Two cases of Hantavirus pulmonary syndrome in Randolph County, West Virginia: A coincidence of time and place?

Julie R. Sinclair, Darin S. Carroll, Joel M. Montgomery, Boris Pavlin, Katherine McCombs, James N. Mills, James A. Comer, Thomas G. Ksiazek, Pierre E. Rollin, Stuart T. Nichol, Angela J. Sanchez, Christina L. Hutson, Michael Bell, Jane A. Rooney

Research output: Contribution to journalArticlepeer-review

15 Scopus citations


Hantavirus pulmonary syndrome (HPS) is caused by an infection with viruses of the genus Hantavirus in the western hemisphere. Rodent hosts of hantaviruses are present throughout the United States. In July 2004, two HPS case-patients were identified in Randolph County, WV: a wildlife science graduate student working locally and a Randolph County resident. We interviewed family members and colleagues, reviewed medical records, and conducted environmental studies at likely exposure sites.
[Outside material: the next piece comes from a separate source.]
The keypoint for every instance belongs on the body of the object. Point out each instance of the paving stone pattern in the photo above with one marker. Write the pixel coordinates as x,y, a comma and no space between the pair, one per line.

Small mammals were trapped, and blood, urine, and tissue samples were submitted to the Centers for Disease Control and Prevention for laboratory analyses. These analyses confirmed that both patients were infected with Monongahela virus, a Sin Nombre hantavirus variant hosted by the Cloudland deer mouse, Peromyscus maniculatus nubiterrae. Other than one retrospectively diagnosed case in 1981, these are the first HPS cases reported in West Virginia. These cases emphasize the need to educate the public throughout the United States regarding risks and prevention measures for hantavirus infection.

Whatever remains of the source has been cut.